What is fostering progress?

  • Support of Forest Service: The Partnership's pilot project has been institutionalized by the Forest Service as standard practice in managing this ecosystem.
  • Leadership: Leadership of well-connected and persistent individuals who have adopted an "opportunistic networking" approach, not coalition-building.
  • Clarity: The Partnership has clear objectives and principles guiding its progress.
  • Shared Responsibility: Authority and expertise used as avenues for sharing responsibility.
  • Continued Learning Opportunities: Participants understanding enhanced by being exposed to new adaptive strategies.
  • Making Connections: Found ways to connect science, values, and management rather than addressing each separately

What challenges were faced and how were they overcome?
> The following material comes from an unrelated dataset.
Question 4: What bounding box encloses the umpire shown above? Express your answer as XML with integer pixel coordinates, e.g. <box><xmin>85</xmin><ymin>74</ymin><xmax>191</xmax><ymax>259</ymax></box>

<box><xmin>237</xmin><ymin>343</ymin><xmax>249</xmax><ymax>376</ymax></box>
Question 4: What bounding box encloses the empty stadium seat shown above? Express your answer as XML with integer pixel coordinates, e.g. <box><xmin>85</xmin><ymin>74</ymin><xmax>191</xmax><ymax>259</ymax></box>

  • Integrating Science and Management: Managing the ponderosa pine forest with a new harvest approach created skepticism. The best science available at that time was not enough. Adaptive management coupled with monitoring allowed the group to correct changes and grow from past experiences. Pilot projects also provided a forum for interaction around something tangible.
  • Attaining Community Involvement: At a time when the Forest Service was being challenged at all levels of the decision-making process, local governments were found to play an important role in mobilizing the community to support change.
  • National Pressure on Forest Service, Environmental Groups, and Timber Representatives: The environmental community was receiving pressure from national environmental organizations suspicious of local efforts. The timber industry was wary of adapting to small diameter materials when uncertain of market demands. Meanwhile, the Forest Service was charged with balancing the needs of all interests. Together they are taking incremental steps and an adaptive management approach.
  • Budget Limitations: Funding constrains the scope and viability of the project. Primarily, product revenues will determine the long-term sustainability. Industry must be willing to diversify their operations, while improving market place efficiencies.

What lessons can be drawn?

  • Show results: Get something done on the ground quickly, which enables the group to monitor work and practice adaptive management.
  • Look to other examples: Seek advice from other restoration and stewardship projects.
  • Focus on baseline issues first: Establish common ground, trust, and internal stability prior to expanding the issue outside the area of interest.